I'd have to say yes and no. No in the sense that Africans probably don't sit down and think, "well, the present value of my future utility is X, which is so low that I'll go have unprotected sex with a prostitute and contract AIDS with a probability P." However, I do think that people who think they have little or nothing to lose engage in riskier behavior than those with something. So yeah, I think on some level, having less to look forward and less to lose definitely affects the risks you take and the precautions you don't. By analogy, think of two high school students, one of whom is very likely to go to college on scholarship, while another will, if he graduates at all, take a factory job upon graduation. Obviously the former is less likely to engage in crime, underage drinking, etc, so as not to risk losing his future. The latter doesn't have much to lose [perhaps he doesn't get the factory job, but he can still work at Walmart], so he might engage in such behaviors.


Haris, thanks, and while I'd buy a part of your explanation I'm still a bit disgusted with an academic advancing the "life is cheap" in poor countries mythology. I spent a year in Korea when income was $350/year and that bought barely rice for most. The manner in which they clung to life and raising their families under extreme duress was, well, humbling to this lower middle class kid.

The risks they "willingly took" were pushed by extreme poverty ie. working in unsafe factories and building modern high rise buildings working barefoot on bamboo "scaffolding" or driving cabs in miserable traffic 16 hours a day.

I guess the part I'd buy is that when life is that brutal a bit of pleasure stands out more, regardless of risk. I've seen that effect in "rich" Alaskan pipeliners or fishermen who had a lot of money but tried to cram too much "living" into their very short breaks.

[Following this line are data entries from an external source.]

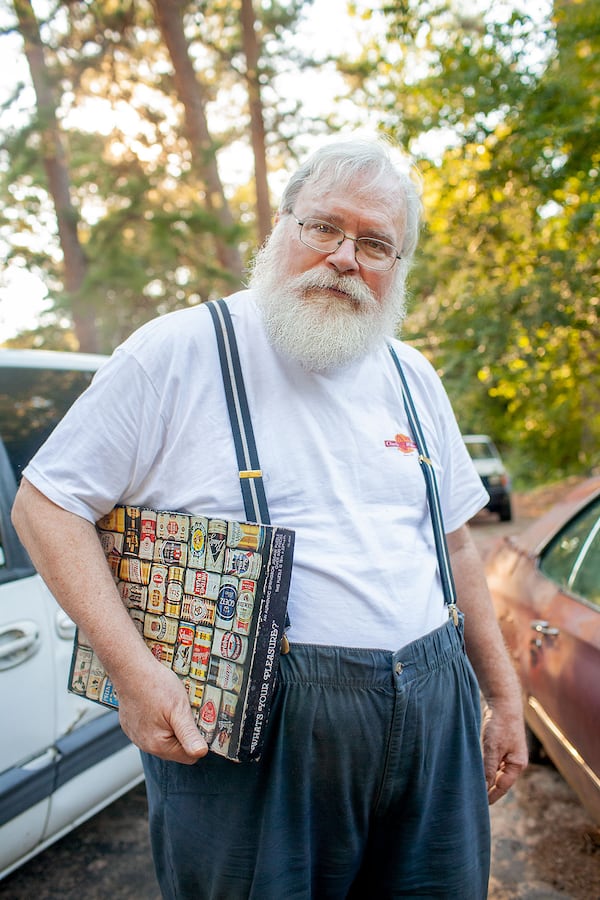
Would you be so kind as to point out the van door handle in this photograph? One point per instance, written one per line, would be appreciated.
(541, 627)
(19, 641)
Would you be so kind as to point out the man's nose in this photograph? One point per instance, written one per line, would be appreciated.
(343, 258)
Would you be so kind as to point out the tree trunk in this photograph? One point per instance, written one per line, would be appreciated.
(257, 123)
(169, 15)
(57, 173)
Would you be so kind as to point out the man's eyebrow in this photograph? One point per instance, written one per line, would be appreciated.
(374, 231)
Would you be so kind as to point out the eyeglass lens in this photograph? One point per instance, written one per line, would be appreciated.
(325, 237)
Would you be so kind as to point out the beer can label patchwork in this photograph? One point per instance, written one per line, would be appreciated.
(230, 645)
(201, 654)
(162, 652)
(134, 596)
(95, 679)
(195, 691)
(215, 544)
(197, 542)
(209, 712)
(157, 588)
(183, 649)
(160, 628)
(245, 536)
(202, 583)
(172, 526)
(226, 601)
(147, 533)
(132, 569)
(226, 674)
(208, 597)
(198, 610)
(132, 519)
(131, 543)
(81, 670)
(171, 553)
(243, 563)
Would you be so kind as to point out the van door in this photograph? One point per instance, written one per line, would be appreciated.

Your college/non-college example seems more a result of dysfunctional families where the planning and delayed gratification taken for granted in middle class just doesn't exist. I don't know much about African culture but imagine the grinding poverty and hopelessness creates a lot of what we'd call dysfunctional families and a sense of fatalism.

The South Koreans, I think, achieved their economic miracle because neither Japanese occupation nor having their country divided and flattened destroyed their earlier culture and discipline.

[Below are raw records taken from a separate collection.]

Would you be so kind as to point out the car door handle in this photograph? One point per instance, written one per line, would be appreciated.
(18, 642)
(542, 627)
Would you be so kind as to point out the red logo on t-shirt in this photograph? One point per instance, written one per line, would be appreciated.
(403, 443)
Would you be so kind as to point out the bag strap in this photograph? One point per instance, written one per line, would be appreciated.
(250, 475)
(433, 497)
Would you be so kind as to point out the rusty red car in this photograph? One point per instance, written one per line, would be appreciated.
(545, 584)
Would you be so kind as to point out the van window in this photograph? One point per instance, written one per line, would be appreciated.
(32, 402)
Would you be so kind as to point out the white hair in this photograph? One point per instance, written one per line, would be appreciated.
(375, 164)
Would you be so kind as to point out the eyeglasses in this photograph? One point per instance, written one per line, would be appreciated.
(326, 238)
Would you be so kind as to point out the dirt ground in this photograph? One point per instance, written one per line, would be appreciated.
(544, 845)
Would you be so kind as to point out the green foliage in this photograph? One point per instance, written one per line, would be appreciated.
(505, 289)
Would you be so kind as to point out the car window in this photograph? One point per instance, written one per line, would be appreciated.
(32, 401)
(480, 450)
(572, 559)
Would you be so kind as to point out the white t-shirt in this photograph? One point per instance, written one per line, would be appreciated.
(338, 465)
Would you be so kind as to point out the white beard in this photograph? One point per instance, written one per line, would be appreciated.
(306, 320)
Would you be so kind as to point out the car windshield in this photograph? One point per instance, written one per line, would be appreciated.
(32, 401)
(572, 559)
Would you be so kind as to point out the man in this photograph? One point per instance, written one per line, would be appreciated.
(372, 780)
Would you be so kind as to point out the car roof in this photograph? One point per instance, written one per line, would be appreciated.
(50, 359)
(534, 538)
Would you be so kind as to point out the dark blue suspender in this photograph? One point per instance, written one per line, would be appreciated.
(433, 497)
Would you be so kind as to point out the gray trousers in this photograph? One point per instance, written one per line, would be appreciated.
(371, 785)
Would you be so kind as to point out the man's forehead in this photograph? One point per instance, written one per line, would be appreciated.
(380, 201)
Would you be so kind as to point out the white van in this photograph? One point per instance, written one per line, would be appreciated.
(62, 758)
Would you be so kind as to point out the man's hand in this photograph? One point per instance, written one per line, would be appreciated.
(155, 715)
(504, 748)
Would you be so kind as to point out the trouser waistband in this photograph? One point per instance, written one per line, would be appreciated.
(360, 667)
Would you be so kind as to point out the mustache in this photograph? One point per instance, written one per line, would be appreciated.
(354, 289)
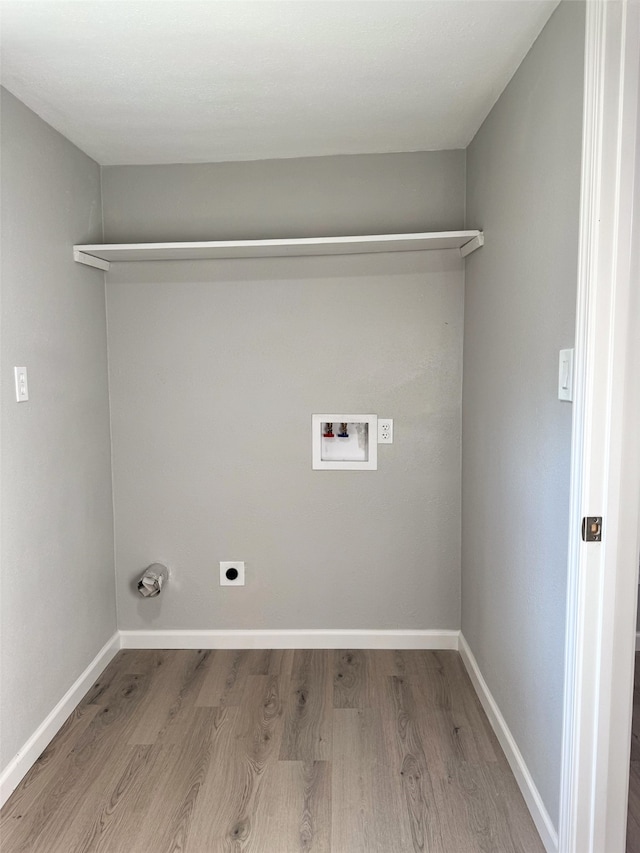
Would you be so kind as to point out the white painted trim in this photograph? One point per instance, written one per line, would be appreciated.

I'd agree with Randall and others here that even w/o the scourge of AIDS Africa would be a tough problem to solve.


Circumcision is clearly not the solution to AIDS in Africa--it is barbaric and costly. Historically it had been used (by the Victorians) as a procedure to control male sexual behavior of all sorts: masturbation, bed wetting, syphilis. Still, it is surprising to me that it comes up as a solution to problems of health care sexual education. There are many books on the subject, one most recently published by the U of Chicago Press by Robert Darby titled "A Surgical Temptation."

Give a man a condom and show him how to use is. Don't cut off his foreskin.

Clearly, from an economic perspective, if the funds used to circumcise African men (roughly $200 per person) were reallocated toward an education campaign for both men and women, the African AIDS epidemic would be reduced significantly.